As you can observe, when our number system is expanded, the hundreds digit is multiplied by 100, the tens digit is multiplied by 10, and the units digit (or the ones digit) is multiplied by 1. Then, all those numbers are added. The numbers 100, 10, and 1 are powers of 10: $10^2 = 100$ , $10^1 = 10$ , and $10^0 = 1$ . So, numbers with $h$ , $t$ , and $u$ as hundreds, tens, units digits respectively has value

$100h + 10t + u$ .

It is clear that this is also true for higher number of digits such as thousands, ten thousands, hundred thousands, and so on.

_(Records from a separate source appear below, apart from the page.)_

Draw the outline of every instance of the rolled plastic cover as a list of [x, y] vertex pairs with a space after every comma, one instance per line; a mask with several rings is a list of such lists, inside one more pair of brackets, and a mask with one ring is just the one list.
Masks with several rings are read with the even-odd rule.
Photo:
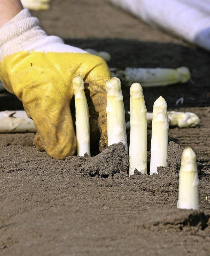
[[210, 50], [209, 0], [109, 0], [145, 23]]

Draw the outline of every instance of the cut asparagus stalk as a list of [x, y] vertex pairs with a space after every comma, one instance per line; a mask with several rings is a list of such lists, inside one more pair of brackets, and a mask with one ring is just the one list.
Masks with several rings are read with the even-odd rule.
[[72, 82], [75, 101], [77, 154], [83, 156], [87, 153], [90, 156], [90, 124], [84, 82], [81, 75], [74, 77]]
[[160, 96], [154, 103], [152, 124], [150, 175], [158, 173], [158, 167], [167, 167], [169, 126], [167, 104]]
[[93, 49], [85, 49], [85, 51], [94, 55], [97, 55], [101, 58], [102, 58], [106, 61], [109, 61], [111, 59], [111, 55], [106, 51], [97, 51]]
[[147, 109], [140, 84], [135, 83], [130, 88], [131, 132], [129, 149], [129, 175], [133, 175], [135, 169], [146, 174]]
[[116, 77], [112, 77], [105, 82], [105, 87], [107, 93], [106, 111], [108, 146], [121, 142], [128, 152], [125, 115], [120, 81]]
[[[8, 111], [7, 111], [7, 112]], [[5, 117], [5, 114], [4, 113], [5, 111], [0, 112], [0, 116], [2, 116]], [[130, 114], [130, 112], [128, 111]], [[0, 122], [0, 133], [10, 132], [35, 132], [36, 131], [36, 128], [33, 123], [32, 119], [29, 118], [26, 115], [26, 113], [24, 110], [12, 110], [9, 111], [9, 114], [6, 114], [7, 117], [9, 116], [11, 114], [15, 113], [16, 114], [13, 115], [11, 117], [11, 120], [13, 122], [14, 117], [21, 117], [22, 118], [26, 119], [25, 122], [28, 123], [30, 122], [31, 124], [31, 127], [29, 128], [28, 125], [25, 125], [25, 123], [23, 123], [21, 126], [18, 126], [18, 129], [16, 129], [13, 131], [13, 128], [11, 128], [10, 122], [3, 122], [3, 119], [1, 119]], [[19, 115], [20, 115], [19, 116]], [[148, 128], [152, 127], [152, 113], [147, 112], [147, 125]], [[200, 119], [199, 117], [195, 114], [191, 112], [176, 112], [176, 111], [169, 111], [168, 112], [168, 117], [169, 126], [176, 127], [177, 126], [179, 128], [187, 128], [187, 127], [193, 127], [199, 124], [200, 123]], [[0, 117], [0, 118], [1, 118]], [[25, 122], [24, 121], [24, 122]], [[131, 127], [130, 121], [126, 123], [126, 129], [130, 129]], [[4, 127], [4, 128], [3, 128]]]
[[187, 148], [181, 156], [178, 208], [199, 210], [199, 183], [196, 155], [191, 148]]
[[184, 67], [176, 69], [126, 68], [124, 70], [112, 69], [111, 71], [113, 76], [118, 77], [128, 86], [137, 82], [142, 87], [164, 86], [177, 83], [185, 83], [190, 78], [189, 70]]
[[22, 110], [0, 112], [0, 132], [2, 133], [36, 131], [33, 121]]
[[[191, 112], [177, 112], [168, 111], [168, 118], [169, 127], [177, 126], [179, 128], [194, 127], [200, 123], [200, 120], [197, 115]], [[147, 112], [147, 128], [152, 127], [152, 113]], [[130, 129], [130, 122], [126, 124], [126, 129]]]
[[21, 0], [24, 8], [34, 11], [47, 10], [50, 8], [49, 0]]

Many of the given numbers in this type of problem have their digits reversed. As we can see, if 10t + u is reversed, then it becomes $10u + t$ . For instance, $32 = 10(3) + 1(2)$ when reversed is $23 = 10(2)+ 1(3)$ . Now, that we have already learned the basics, we proceed to our sample problem.

Worked Example

The tens digit of a number is twice the units digit. If the digits are reversed, the new number is 18 less than the original. What are the numbers?

Solution and Explanation

The tens digit of a number is twice the unit digit. This means that if we let the units digit be $x$ , then the tens digit is $2x$ . As we have mentioned above, we multiply the tens digit with 10 and the units digit with 1. So, the number is

$(10)(2x) + x$ .

Now, when the digits are reversed, then x becomes the tens digit and $2x$ becomes the ones digit. So, the value of the number is

$(10)(x) + 2x$ .

From the problem above, the number with reversed digit is 18 less than the original number. That means, that if we subtract 18 from original number, it will equal the new number. That is,

$(10)(2x) + x - 18 = 10(x) + 2x$
$20x + x - 18 = 12x$
$21x - 18 = 12x$
$9x = 18$
$x = 2$
$2x = 4$